As I see it, we do not really know much about how GPT does it. The approximations can be very universal so we do not really know what is computed. I take very much issue with people dismissing it as "pattern matching", "being close to the training data", because in order to generalise we try to learn the most general rules and through increasing complexity we learn the most general, simple computations (for some kind of simple and general).

But we have fundamental, mathematical bounds on the LLM. We know that the complexity is at most O(n^2) in token length n, probably closer to O(n). It can not "think" about a problem and recurse into simulating games. It can not simulate. It's an interesting frontier, especially because we have also cool results about the theoretical, universal approximation capabilities of RNNs.


There is only one thing about GPT that is mysterious: what parts of the model don't match a pattern we expect to be meaningful? What patterns did GPT find that we were not already hoping it would find?

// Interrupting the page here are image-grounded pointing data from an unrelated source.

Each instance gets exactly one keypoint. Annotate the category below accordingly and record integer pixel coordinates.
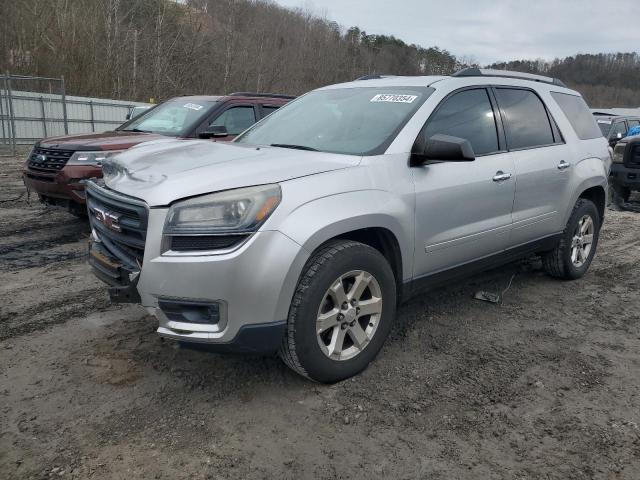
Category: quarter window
(618, 128)
(269, 109)
(236, 120)
(469, 115)
(578, 114)
(525, 117)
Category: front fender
(322, 219)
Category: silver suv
(304, 235)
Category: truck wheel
(571, 258)
(341, 313)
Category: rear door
(463, 209)
(543, 164)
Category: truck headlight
(238, 211)
(91, 158)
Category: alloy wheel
(349, 315)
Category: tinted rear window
(526, 120)
(579, 116)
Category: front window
(351, 121)
(236, 120)
(174, 118)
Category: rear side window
(579, 116)
(467, 115)
(619, 128)
(525, 117)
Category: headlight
(91, 158)
(618, 153)
(242, 210)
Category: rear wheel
(341, 313)
(573, 255)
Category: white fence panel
(33, 116)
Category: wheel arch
(598, 196)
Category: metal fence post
(44, 118)
(64, 107)
(93, 127)
(4, 133)
(11, 115)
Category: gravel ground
(545, 386)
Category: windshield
(605, 127)
(174, 118)
(353, 121)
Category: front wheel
(341, 313)
(572, 256)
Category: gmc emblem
(108, 219)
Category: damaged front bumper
(122, 280)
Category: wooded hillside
(141, 49)
(605, 80)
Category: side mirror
(215, 131)
(443, 148)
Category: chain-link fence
(32, 108)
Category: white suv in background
(304, 234)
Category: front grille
(120, 222)
(205, 242)
(48, 159)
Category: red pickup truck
(57, 166)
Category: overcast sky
(493, 30)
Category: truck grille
(48, 159)
(120, 223)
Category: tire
(562, 262)
(339, 263)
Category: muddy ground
(546, 386)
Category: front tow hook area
(125, 294)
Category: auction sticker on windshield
(394, 98)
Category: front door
(543, 164)
(463, 209)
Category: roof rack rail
(374, 76)
(255, 94)
(485, 72)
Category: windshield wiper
(135, 130)
(295, 147)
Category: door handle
(500, 176)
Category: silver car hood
(163, 171)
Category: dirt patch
(545, 386)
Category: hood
(161, 172)
(115, 140)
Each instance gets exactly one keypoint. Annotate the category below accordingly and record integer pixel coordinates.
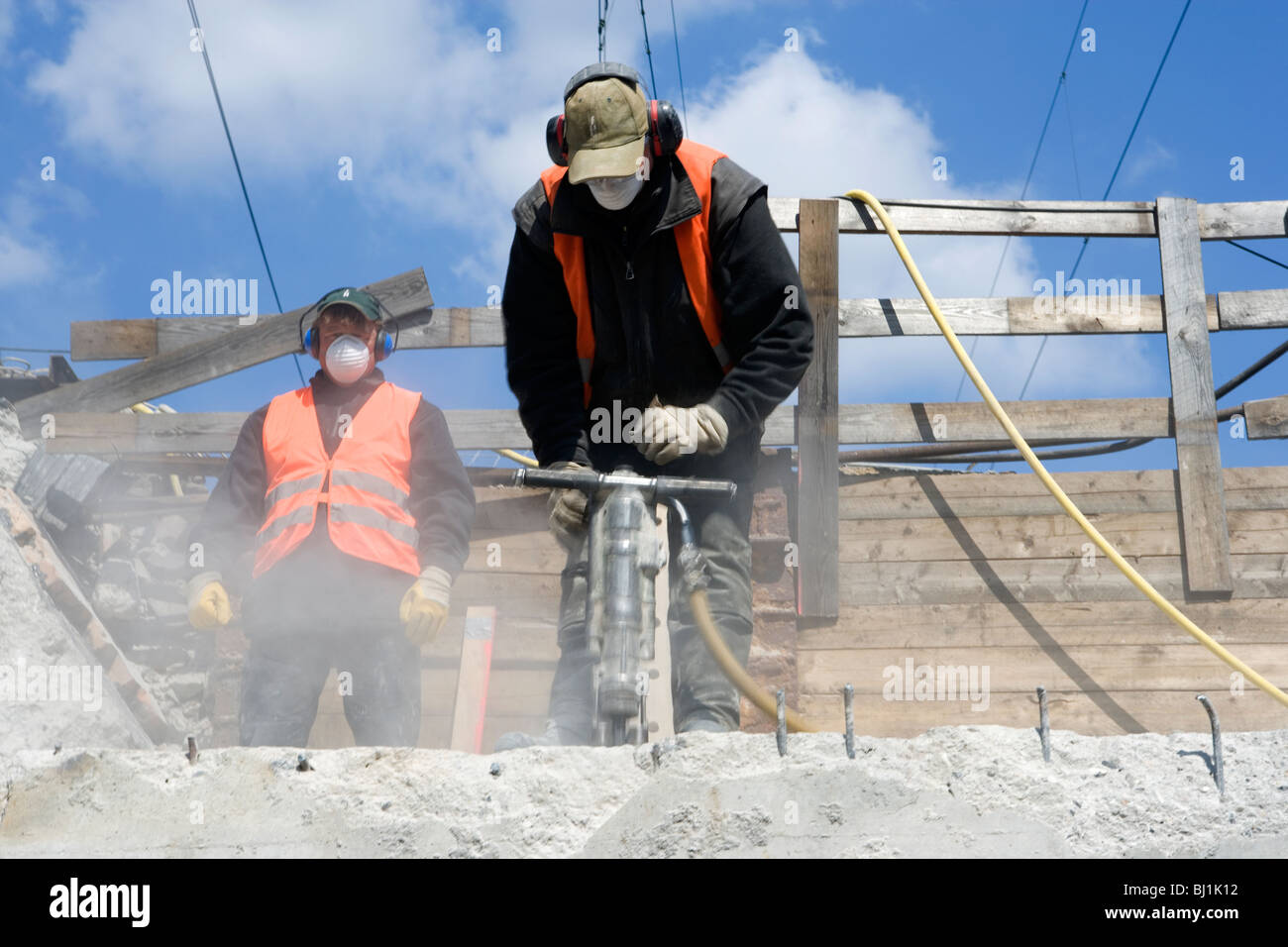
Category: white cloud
(445, 132)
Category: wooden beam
(1243, 221)
(267, 338)
(481, 326)
(471, 707)
(1266, 418)
(816, 418)
(1198, 450)
(1253, 308)
(112, 339)
(119, 433)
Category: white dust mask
(614, 193)
(347, 360)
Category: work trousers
(284, 673)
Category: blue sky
(446, 134)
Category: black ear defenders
(665, 129)
(364, 302)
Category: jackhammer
(625, 556)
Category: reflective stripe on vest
(692, 239)
(365, 483)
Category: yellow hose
(516, 457)
(1012, 432)
(735, 672)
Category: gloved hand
(207, 602)
(668, 432)
(424, 605)
(567, 508)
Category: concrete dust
(974, 791)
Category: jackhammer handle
(653, 487)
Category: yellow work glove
(207, 602)
(567, 508)
(424, 605)
(668, 432)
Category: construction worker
(647, 275)
(355, 513)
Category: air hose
(1047, 480)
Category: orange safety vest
(365, 483)
(692, 239)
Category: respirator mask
(614, 193)
(347, 360)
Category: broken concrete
(951, 792)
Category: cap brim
(618, 161)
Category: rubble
(965, 791)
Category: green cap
(349, 295)
(605, 123)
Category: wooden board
(816, 416)
(267, 338)
(1239, 219)
(1093, 714)
(472, 684)
(1106, 668)
(1198, 450)
(990, 624)
(1254, 575)
(1096, 312)
(1044, 538)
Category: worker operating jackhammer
(653, 320)
(349, 501)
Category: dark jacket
(648, 341)
(316, 581)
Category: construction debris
(954, 791)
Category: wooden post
(816, 528)
(1198, 451)
(471, 710)
(265, 338)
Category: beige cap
(605, 125)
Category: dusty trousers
(284, 674)
(702, 697)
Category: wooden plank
(986, 218)
(481, 326)
(971, 420)
(1241, 219)
(1198, 450)
(472, 682)
(1044, 538)
(123, 434)
(209, 359)
(992, 624)
(1253, 308)
(1266, 418)
(1253, 575)
(1076, 668)
(816, 416)
(1093, 714)
(112, 339)
(107, 339)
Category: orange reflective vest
(365, 483)
(692, 239)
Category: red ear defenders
(665, 129)
(361, 300)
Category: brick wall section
(773, 589)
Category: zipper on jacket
(630, 269)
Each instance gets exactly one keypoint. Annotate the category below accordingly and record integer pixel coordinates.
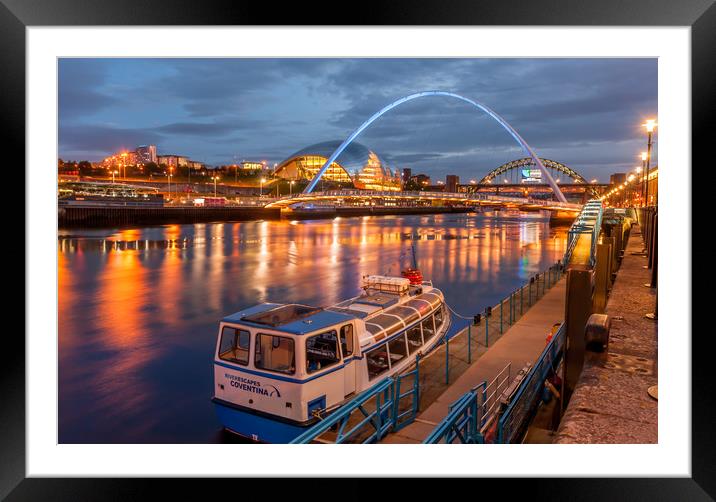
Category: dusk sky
(585, 113)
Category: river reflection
(138, 308)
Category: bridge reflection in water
(138, 308)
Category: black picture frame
(16, 15)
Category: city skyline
(585, 113)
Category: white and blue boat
(279, 368)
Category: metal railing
(494, 321)
(472, 413)
(588, 222)
(464, 419)
(370, 415)
(514, 419)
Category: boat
(280, 368)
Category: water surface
(138, 308)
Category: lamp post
(650, 126)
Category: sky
(585, 113)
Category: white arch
(545, 173)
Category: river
(138, 308)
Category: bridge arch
(528, 161)
(545, 173)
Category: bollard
(447, 360)
(502, 303)
(596, 333)
(487, 335)
(529, 292)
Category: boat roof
(290, 318)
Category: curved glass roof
(352, 159)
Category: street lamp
(650, 126)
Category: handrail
(520, 407)
(384, 417)
(463, 421)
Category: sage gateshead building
(356, 164)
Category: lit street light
(650, 126)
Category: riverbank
(610, 403)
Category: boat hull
(256, 427)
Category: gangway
(583, 235)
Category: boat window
(234, 345)
(407, 314)
(275, 353)
(438, 318)
(428, 328)
(397, 349)
(377, 360)
(347, 340)
(321, 351)
(414, 338)
(389, 323)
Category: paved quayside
(520, 344)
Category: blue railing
(370, 415)
(515, 417)
(465, 418)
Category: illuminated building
(173, 160)
(451, 183)
(147, 154)
(356, 164)
(252, 166)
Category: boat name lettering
(252, 386)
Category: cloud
(584, 111)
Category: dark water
(138, 308)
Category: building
(407, 174)
(252, 166)
(617, 178)
(173, 160)
(147, 154)
(356, 164)
(422, 180)
(451, 183)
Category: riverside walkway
(522, 343)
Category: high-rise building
(451, 183)
(147, 154)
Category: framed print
(436, 225)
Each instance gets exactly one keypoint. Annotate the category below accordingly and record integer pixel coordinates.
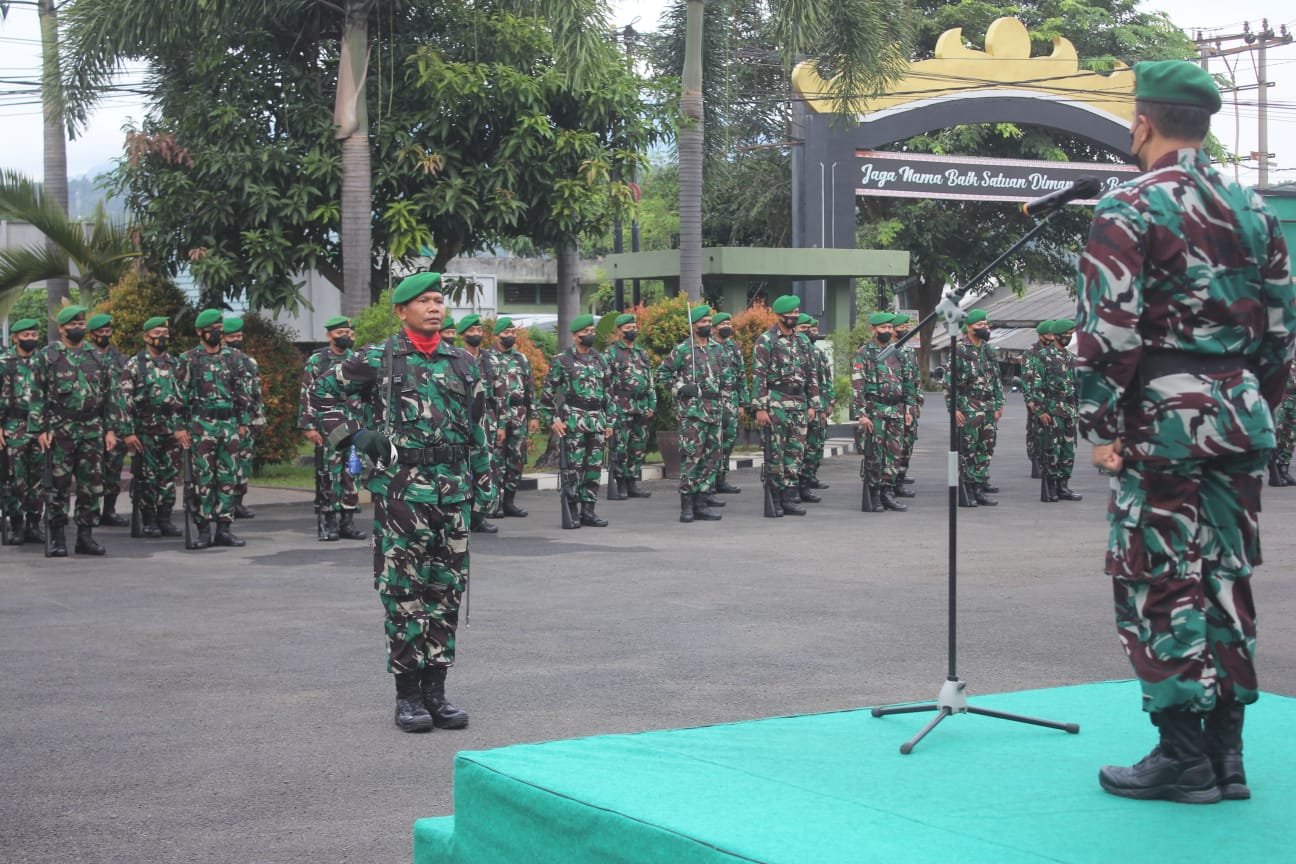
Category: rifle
(136, 516)
(771, 508)
(567, 487)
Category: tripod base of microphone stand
(953, 700)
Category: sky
(101, 140)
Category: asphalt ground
(231, 705)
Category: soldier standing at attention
(979, 407)
(634, 399)
(432, 464)
(232, 337)
(517, 420)
(577, 404)
(692, 376)
(23, 452)
(1186, 332)
(783, 397)
(100, 330)
(213, 412)
(344, 501)
(735, 394)
(75, 417)
(149, 394)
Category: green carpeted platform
(832, 788)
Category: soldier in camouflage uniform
(149, 395)
(883, 400)
(77, 417)
(432, 465)
(1186, 333)
(213, 411)
(23, 454)
(232, 337)
(783, 397)
(341, 500)
(100, 330)
(634, 400)
(980, 404)
(576, 403)
(517, 420)
(735, 394)
(692, 376)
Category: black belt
(443, 455)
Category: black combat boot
(226, 536)
(1177, 768)
(109, 517)
(791, 504)
(511, 508)
(86, 542)
(443, 714)
(590, 517)
(346, 527)
(411, 713)
(1224, 749)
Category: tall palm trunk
(56, 141)
(691, 136)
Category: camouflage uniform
(699, 416)
(421, 501)
(578, 391)
(633, 398)
(1186, 316)
(341, 495)
(213, 399)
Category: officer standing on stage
(692, 376)
(432, 460)
(23, 454)
(1186, 333)
(149, 393)
(577, 404)
(783, 397)
(634, 400)
(517, 419)
(100, 330)
(77, 417)
(342, 501)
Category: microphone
(1082, 188)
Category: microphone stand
(951, 697)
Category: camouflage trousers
(586, 452)
(81, 457)
(420, 569)
(699, 455)
(1185, 539)
(629, 444)
(160, 465)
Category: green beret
(69, 312)
(786, 305)
(336, 321)
(412, 286)
(206, 318)
(1176, 82)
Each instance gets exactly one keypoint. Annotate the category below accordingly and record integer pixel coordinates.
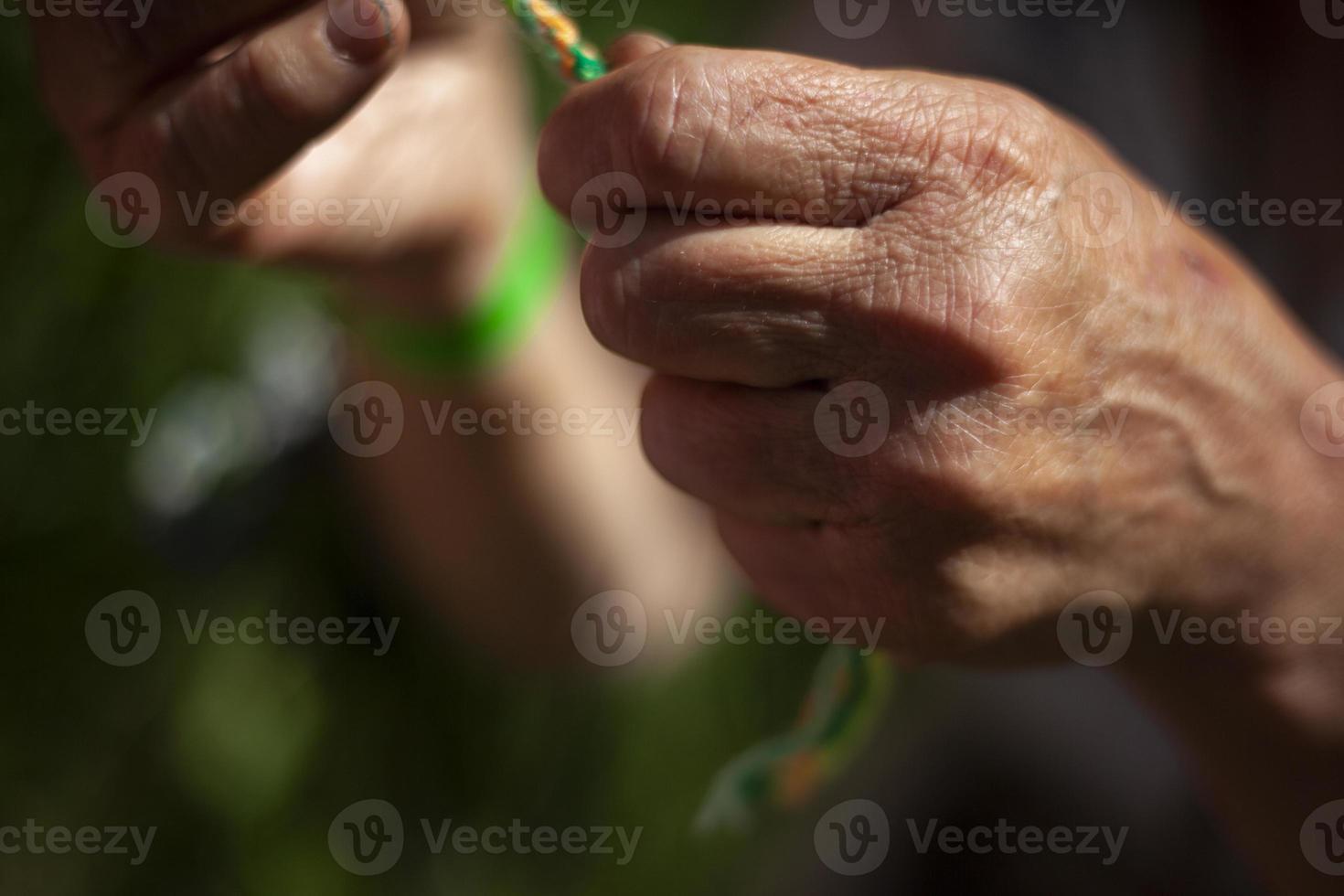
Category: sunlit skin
(971, 278)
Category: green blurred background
(242, 755)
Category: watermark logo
(123, 629)
(1097, 209)
(1095, 629)
(365, 19)
(854, 837)
(854, 420)
(368, 420)
(1323, 838)
(1323, 420)
(1326, 17)
(368, 837)
(123, 209)
(611, 629)
(852, 19)
(611, 209)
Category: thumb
(634, 48)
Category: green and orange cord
(848, 687)
(560, 39)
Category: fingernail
(362, 30)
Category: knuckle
(671, 114)
(989, 137)
(263, 86)
(608, 291)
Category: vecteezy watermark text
(369, 418)
(111, 422)
(368, 837)
(1098, 627)
(1008, 840)
(123, 629)
(1105, 11)
(136, 11)
(59, 840)
(612, 629)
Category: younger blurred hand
(414, 146)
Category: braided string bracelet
(560, 39)
(847, 689)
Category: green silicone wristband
(520, 288)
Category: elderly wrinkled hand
(933, 355)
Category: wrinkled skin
(963, 266)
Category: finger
(237, 123)
(758, 305)
(821, 571)
(729, 125)
(97, 68)
(755, 453)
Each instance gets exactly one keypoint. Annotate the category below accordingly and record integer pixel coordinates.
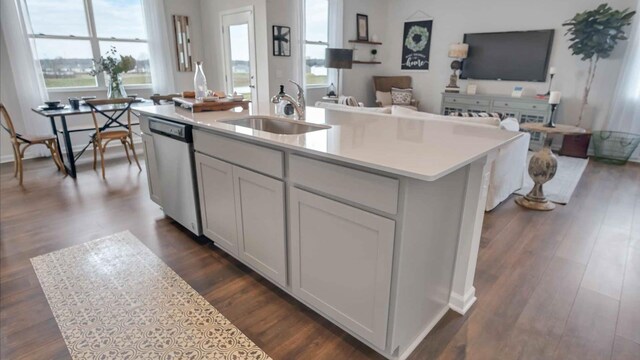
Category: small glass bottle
(200, 82)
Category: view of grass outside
(79, 80)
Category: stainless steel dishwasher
(173, 143)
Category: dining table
(61, 114)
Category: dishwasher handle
(176, 131)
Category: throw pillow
(384, 98)
(401, 96)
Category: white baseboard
(462, 303)
(405, 354)
(33, 154)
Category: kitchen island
(371, 220)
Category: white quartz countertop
(416, 148)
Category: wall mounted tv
(517, 55)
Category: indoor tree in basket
(594, 35)
(114, 68)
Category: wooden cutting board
(189, 103)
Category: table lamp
(457, 52)
(338, 59)
(554, 100)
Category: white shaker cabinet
(342, 262)
(217, 202)
(261, 226)
(151, 165)
(243, 213)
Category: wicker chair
(20, 140)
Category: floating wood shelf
(367, 62)
(365, 42)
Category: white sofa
(509, 168)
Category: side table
(543, 165)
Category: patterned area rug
(561, 187)
(114, 299)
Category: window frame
(306, 42)
(94, 41)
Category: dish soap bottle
(200, 82)
(331, 91)
(280, 106)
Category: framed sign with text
(416, 44)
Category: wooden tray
(189, 103)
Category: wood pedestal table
(543, 165)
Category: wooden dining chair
(20, 140)
(103, 135)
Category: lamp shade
(339, 58)
(458, 51)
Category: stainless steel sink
(276, 126)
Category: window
(69, 34)
(316, 20)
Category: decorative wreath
(424, 37)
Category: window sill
(316, 87)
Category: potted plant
(114, 67)
(374, 52)
(593, 36)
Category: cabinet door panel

And that's the least exciting possible mystery: any surprise behavior is categorized by us as a failure. If GPT's model has boundaries that don't make sense to us, we consider them noise. They are not useful behavior, and our goal is to minimize them.


So does AlphaGo has an internal model of Go's game theoretic structures, but nobody was asserting AlphaGo understands Go. Just because English is not specifiable does not give people an excuse to say the same model of computation, a neural network, "understands" English any more than a traditional or neural algorithm for Go understands Go.